To determine the success of your post, you’ll check performance metrics like reach and shares on your infographic post. You’ll know brand awareness is increasing if you see a growing number of likes on your page and greater engagement on your posts.
To use Instagram Insights, you must have a business profile account which is available through the platform’s mobile app
With an Instagram business account, you can track the performance of your photo and video posts on the platform. Look at top posts and view demographics to assess your audience, or take a deeper dive into impressions, reach, and engagement for each post.
When your area is a good fit for visual social content, you can use Instagram’s native analytics to find the right combination of image, content, hashtags, and post length.
Twitter is a great channel to test your metrics and quickly optimize your top-achieving content. By keeping an eye on the performance of your content over 30-day periods, you should have a firm grasp on how your posts track and what a typical engagement rate looks like for you.
Whether you’re seeking engagement and reach on your posts or tracking conversion rates on your ads, remember to choose metrics that matter for your operations. Growing your audience won’t have an impact if you aren’t driving engagement and conversions through your content. Don’t be afraid to reuse your best material.
Not only do LinkedIn’s analytics give you data on the engagement and impressions for your posts, but they also offer information on your audience.

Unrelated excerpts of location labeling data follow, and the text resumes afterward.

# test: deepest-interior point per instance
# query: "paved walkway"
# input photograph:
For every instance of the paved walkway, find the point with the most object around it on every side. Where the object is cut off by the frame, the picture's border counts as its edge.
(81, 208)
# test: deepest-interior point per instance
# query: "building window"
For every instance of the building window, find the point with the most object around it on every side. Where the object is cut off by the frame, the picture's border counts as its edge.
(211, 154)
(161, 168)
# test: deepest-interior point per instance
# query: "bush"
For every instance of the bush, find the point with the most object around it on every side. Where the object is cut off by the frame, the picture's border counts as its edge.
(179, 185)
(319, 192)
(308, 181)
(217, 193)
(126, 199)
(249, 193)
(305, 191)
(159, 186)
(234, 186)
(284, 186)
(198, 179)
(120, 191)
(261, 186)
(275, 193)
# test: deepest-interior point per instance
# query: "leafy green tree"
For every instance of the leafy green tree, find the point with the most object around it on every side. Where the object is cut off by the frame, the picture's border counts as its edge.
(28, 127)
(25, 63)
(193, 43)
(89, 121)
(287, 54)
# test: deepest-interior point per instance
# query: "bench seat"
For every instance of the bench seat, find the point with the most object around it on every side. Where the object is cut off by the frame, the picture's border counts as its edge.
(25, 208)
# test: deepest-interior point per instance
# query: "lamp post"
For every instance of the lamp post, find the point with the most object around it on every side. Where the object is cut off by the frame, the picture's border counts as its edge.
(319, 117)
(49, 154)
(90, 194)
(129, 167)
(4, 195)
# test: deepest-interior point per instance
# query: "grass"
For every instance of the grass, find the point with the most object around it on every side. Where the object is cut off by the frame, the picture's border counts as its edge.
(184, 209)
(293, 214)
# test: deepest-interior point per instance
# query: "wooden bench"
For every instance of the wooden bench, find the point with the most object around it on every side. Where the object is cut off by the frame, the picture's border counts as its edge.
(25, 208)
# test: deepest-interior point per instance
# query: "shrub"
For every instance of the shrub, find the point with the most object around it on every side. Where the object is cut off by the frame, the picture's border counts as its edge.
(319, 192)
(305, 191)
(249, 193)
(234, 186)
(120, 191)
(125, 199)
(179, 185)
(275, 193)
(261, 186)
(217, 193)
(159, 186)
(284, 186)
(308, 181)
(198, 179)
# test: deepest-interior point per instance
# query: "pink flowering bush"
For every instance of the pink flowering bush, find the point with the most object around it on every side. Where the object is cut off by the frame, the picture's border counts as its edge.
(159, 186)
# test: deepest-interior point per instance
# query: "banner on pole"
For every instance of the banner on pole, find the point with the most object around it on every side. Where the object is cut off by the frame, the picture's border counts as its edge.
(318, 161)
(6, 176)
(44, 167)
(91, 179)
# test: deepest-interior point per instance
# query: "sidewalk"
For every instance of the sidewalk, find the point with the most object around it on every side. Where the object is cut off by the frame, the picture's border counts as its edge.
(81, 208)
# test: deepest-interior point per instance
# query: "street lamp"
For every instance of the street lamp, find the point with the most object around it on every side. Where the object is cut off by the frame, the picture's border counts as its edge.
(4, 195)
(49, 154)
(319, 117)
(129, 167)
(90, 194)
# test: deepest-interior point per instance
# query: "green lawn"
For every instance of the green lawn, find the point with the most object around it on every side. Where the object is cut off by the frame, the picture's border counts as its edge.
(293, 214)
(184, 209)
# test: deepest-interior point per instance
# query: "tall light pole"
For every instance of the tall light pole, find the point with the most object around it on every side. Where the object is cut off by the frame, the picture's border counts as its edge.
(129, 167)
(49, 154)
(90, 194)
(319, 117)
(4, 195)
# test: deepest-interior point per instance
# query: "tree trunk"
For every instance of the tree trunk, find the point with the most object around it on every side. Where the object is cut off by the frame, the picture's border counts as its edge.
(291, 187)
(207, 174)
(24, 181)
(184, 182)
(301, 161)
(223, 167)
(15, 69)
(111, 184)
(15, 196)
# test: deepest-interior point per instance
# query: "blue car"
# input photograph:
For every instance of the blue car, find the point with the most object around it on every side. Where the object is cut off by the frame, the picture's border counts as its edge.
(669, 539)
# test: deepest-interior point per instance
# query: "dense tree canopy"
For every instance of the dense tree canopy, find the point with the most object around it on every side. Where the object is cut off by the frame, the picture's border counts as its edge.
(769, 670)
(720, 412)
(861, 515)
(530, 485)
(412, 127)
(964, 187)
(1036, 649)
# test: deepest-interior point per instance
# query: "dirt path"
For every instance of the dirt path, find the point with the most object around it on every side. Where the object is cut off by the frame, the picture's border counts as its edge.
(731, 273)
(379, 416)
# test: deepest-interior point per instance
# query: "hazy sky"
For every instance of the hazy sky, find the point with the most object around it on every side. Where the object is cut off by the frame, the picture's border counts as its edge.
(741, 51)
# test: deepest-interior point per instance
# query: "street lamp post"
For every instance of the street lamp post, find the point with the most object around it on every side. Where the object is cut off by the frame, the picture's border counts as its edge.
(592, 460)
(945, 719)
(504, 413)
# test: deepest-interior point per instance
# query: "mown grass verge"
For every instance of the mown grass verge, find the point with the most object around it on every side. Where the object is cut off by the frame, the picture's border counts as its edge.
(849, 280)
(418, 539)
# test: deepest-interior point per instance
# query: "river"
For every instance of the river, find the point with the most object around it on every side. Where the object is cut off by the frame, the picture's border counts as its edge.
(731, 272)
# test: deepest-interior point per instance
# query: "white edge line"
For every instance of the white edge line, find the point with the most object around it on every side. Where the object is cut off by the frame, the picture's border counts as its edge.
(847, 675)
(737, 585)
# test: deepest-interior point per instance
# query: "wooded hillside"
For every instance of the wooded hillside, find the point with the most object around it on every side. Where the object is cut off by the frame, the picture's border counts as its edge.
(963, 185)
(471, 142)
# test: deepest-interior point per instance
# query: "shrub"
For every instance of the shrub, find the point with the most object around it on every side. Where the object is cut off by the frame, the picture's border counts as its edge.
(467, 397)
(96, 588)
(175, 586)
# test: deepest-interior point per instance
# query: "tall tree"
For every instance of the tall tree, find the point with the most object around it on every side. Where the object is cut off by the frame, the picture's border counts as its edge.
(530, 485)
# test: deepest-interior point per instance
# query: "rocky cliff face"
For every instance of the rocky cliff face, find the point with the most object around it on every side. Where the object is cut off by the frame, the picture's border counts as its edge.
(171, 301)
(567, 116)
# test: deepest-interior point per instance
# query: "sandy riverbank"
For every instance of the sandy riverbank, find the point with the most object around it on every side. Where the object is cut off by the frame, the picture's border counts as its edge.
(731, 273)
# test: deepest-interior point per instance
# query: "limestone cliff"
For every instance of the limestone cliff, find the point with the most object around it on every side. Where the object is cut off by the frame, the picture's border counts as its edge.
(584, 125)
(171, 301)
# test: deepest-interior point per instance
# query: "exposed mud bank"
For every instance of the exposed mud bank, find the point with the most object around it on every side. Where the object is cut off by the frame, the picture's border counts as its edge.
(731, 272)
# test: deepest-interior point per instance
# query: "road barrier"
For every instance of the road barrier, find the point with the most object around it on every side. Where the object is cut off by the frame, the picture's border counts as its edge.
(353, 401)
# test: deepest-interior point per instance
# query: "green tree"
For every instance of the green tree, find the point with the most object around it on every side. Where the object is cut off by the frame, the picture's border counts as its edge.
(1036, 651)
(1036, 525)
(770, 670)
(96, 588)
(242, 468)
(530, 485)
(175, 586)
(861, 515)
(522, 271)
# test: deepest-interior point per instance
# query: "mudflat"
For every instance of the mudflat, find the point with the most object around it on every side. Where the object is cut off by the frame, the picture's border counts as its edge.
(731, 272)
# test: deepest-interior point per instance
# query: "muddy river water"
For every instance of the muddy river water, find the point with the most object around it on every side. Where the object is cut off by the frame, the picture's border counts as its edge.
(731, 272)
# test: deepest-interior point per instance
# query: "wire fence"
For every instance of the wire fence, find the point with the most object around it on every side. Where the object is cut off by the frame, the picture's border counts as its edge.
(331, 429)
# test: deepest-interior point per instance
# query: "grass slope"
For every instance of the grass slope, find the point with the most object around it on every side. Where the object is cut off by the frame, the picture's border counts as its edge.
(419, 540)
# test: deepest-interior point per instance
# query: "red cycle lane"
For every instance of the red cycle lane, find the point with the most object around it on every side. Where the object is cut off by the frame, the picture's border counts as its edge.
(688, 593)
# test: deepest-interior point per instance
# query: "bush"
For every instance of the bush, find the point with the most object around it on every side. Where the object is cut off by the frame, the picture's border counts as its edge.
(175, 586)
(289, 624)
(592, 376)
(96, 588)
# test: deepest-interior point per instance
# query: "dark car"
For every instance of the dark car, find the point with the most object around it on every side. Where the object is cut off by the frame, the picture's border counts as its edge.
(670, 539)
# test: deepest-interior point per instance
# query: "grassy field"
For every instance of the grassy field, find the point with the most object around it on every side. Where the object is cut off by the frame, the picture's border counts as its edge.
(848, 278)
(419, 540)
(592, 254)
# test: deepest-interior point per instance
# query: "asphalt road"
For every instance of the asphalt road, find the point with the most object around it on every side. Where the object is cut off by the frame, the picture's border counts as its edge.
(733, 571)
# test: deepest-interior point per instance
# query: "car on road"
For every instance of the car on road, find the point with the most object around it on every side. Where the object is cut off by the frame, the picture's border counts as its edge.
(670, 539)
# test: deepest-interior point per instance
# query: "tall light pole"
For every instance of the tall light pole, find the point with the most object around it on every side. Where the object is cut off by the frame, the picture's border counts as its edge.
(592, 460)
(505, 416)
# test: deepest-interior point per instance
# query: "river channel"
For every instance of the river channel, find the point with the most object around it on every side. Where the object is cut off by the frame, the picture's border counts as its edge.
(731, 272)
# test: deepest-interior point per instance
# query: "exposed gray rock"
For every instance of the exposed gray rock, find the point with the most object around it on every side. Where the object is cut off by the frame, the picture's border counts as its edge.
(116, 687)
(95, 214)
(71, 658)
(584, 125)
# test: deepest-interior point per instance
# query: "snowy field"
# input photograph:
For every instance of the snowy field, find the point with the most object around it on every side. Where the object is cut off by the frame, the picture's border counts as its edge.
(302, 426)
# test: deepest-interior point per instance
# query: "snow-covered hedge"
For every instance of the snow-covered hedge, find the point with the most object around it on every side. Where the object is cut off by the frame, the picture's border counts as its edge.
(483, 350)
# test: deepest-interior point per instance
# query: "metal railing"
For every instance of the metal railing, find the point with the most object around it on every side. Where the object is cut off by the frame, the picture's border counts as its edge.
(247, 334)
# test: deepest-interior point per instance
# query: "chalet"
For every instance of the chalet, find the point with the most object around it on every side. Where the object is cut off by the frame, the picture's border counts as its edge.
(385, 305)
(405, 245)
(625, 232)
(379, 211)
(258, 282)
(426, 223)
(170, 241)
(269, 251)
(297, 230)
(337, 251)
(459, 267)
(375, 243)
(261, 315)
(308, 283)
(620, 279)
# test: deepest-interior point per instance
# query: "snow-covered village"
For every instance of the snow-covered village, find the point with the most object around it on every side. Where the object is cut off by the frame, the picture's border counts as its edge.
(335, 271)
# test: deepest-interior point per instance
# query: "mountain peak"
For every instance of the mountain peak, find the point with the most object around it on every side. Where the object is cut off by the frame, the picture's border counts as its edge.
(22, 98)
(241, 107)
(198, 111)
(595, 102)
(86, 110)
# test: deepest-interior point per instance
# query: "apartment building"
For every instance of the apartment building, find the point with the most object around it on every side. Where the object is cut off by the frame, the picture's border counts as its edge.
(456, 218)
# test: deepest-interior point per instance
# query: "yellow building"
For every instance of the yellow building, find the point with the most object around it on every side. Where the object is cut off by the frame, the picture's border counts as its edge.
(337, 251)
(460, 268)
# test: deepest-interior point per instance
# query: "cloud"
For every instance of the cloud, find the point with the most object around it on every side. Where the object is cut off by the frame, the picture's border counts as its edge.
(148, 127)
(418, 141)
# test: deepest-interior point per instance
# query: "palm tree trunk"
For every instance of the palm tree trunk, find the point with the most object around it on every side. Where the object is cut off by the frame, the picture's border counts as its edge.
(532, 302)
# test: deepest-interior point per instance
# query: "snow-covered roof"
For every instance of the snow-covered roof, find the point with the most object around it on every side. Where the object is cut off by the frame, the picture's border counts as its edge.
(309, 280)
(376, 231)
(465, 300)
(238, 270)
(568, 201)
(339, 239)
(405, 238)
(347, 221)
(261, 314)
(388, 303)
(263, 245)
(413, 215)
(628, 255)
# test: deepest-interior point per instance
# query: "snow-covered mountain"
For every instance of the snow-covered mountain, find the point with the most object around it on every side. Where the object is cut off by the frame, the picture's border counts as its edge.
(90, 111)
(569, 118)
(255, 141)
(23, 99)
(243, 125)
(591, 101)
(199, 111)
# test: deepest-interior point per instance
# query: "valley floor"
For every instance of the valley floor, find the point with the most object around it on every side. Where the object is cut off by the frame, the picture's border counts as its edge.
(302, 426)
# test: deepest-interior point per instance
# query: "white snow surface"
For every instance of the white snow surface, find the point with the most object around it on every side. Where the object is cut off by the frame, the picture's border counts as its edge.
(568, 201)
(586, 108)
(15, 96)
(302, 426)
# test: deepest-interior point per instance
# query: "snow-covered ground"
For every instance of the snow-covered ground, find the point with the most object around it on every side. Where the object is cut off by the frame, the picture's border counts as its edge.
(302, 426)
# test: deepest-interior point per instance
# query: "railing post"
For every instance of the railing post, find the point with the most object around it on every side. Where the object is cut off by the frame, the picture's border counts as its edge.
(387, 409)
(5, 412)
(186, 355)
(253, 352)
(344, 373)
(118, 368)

Tapping into your networks to share news and updates gives you additional metrics to work with and expands your reach exponentially.
If post reach is one of your KPIs on LinkedIn, look at the content that gets the greatest amounts of engagement, likes, and shares when posted to your company page or shared by your employees as brand ambassadors.
It’s important to remember that only using the native analytics features will not give you a full picture. It is vital to create data benchmarks to help you measure success over time, and that you should always go by your own predetermined key performance indicators (KPIs) instead of what the native analytics programs tell you are your most successful posts.